Scout’s honour: A priceless family portrait
“Local woman rediscovers family photo -- and it’s a Karsh!” Former journalist Diane Coombs jokes that she already had a headline in mind when she decided to report her exclusive to The Glengarry News.
Her reporter’s instincts kicked in when she learned that her grandfather, the late F.E.L. Coombs, had once sat for a session with world famous photographer Yousuf Karsh.
Ms. Coombs, who recently retired after serving 25 years as an educator with the T. R. Leger Centre, decided to investigate a story that somewhere there was a Karsh photo of her grandfather.
“I was amazed,” the Breadalbane woman says when she tracked down 15 negatives of her grandfather’s portrait through an online search of the National Library and Archives collection.
Obviously, Frank Edward Lewellyn Coombs was a prominent citizen if his likeness was captured by Karsh, who is still hailed as being the greatest photographer of the 20th century. His client list was a who’s who of international figures, including Albert Einstein, Martin Luther King, Winston Churchill, John F. Kennedy.
Indeed, Mr. Coombs was a larger-than-life character, having served in the Boer War, alongside the founder of the Boy Scout movement; as an Associated Press reporter he filed stores on The
Titanic disaster; he later became re- sponsible for Boy Scouts Canada publications.
The Karsh photo was taken in 1936 when Mr. Coombs was working in Ottawa as editor of Scouts Canada publications.
An anthropologist and linguist, Ms. Coombs notes that the discovery has encouraged her to re-acquaint herself with her grandfather, who passed in 1968 when she was 17.
A Simcoe, Ontario native, Mr.

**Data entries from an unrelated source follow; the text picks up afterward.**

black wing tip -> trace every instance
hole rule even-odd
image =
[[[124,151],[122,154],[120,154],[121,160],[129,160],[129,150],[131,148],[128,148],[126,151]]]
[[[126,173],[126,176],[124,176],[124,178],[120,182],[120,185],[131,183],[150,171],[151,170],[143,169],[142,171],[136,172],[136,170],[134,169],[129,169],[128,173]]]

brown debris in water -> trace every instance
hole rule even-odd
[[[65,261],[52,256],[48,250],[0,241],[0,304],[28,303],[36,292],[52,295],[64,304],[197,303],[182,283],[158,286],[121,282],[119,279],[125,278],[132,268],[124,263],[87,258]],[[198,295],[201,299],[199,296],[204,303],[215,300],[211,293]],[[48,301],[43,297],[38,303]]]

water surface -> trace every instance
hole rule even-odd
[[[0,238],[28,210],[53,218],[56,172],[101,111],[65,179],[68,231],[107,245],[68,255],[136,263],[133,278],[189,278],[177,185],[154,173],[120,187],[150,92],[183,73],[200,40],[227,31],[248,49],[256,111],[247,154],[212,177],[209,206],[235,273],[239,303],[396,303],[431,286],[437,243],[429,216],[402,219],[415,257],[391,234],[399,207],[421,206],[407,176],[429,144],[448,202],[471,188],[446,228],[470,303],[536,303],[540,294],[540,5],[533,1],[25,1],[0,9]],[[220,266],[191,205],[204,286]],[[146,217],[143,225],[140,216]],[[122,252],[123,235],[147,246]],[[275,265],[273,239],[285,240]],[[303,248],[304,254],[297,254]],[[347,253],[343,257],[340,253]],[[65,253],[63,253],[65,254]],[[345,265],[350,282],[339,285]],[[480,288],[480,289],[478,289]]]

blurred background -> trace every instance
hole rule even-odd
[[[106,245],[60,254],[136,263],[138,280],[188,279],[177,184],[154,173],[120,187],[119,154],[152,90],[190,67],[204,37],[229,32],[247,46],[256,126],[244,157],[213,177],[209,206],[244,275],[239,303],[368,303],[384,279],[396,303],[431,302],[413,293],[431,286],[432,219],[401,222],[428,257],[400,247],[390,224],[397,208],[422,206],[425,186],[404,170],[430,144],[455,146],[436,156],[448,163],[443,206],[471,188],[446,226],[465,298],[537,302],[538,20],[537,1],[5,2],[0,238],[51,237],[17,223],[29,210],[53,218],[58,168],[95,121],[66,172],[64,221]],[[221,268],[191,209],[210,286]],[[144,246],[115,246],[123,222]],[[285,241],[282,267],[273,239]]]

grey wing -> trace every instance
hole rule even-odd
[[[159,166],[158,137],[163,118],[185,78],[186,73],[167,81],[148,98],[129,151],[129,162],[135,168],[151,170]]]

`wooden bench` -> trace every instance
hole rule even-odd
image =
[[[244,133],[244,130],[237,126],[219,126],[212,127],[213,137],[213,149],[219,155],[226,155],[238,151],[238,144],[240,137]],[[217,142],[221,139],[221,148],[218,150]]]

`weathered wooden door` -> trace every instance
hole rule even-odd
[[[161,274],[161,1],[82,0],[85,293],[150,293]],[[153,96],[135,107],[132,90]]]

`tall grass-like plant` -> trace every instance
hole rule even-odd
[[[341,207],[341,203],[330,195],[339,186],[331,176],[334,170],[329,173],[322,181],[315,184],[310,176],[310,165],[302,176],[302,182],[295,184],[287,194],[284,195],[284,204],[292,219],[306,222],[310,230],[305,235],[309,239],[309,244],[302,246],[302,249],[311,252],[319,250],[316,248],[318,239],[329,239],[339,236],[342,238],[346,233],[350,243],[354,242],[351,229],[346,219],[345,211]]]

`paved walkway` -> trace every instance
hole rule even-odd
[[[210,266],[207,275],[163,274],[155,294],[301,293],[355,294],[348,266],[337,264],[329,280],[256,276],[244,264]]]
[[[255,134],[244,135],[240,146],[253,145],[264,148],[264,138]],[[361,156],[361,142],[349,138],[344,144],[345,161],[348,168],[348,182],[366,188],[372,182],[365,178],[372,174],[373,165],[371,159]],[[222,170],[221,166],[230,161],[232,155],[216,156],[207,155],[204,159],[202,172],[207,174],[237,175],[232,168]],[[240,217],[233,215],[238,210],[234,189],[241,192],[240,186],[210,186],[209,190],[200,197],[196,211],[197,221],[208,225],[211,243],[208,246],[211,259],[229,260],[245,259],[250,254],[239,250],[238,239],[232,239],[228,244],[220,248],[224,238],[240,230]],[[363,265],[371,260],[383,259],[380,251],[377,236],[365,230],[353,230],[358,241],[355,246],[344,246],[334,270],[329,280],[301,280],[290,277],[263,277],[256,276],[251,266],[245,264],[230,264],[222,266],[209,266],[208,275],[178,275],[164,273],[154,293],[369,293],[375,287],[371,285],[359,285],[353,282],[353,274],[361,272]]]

Coombs was at the age of 17, a press telegrapher for Canadian Press.
He enlisted as a “Soldier of the Queen” in the South African War of 1900-1902, serving as a gunner with the Canadian Field Artillery.
It was during the Boer War that he encountered Lord Robert Baden-Powell, who would later found the Boy Scouts.
He was stirred by the integrity represented by Scouts pledge: “I promise on my honour...”
When he returned from war, Mr. Coombs studied journalism and worked for the Associated Press in New York for 18 years. During this time, he developed a reputation for his books for boys.
Mr. Coombs was a member of the first New York area group of amateur radio operators.
When The Titanic sunk, he brought in a partial list of survivors broadcast by the rescue ship The Carpathia.
A World War I veteran, in 1921, he joined the executive staff of the Boy Scouts Association as editor of Publications at Dominion headquarters. He was editor of the first Canadian Boy magazine in 1921 and founded The Scout Leader, where he served for 25 years.
“Few men have made a greater contribution to Canadian Scouting than Frank E.L. Coombs,” read an obituary.
He retired in 1946. His second wife was Sally Norris Taylor, of New Jersey, a niece of Susan Contesse, one of the first female newspaper columnists.
Ms. Coombs’ father, H. Taylor Coombs, and his brothers carried on the military tradition.
Harold studied biochemistry at the Ontario Agricultural College in Guelph and later became a specialist in chemical warfare.
The gym at Char-Lan District High School is named after him.
CLASSIC IMAGE: Diane Coombs with a 1936 Karsh photo of her grandfather, F.E.L. Coombs, and some of the books he wrote for the Boy Scout movement. He was one of the “people of consequence” who sat for the famous photographer.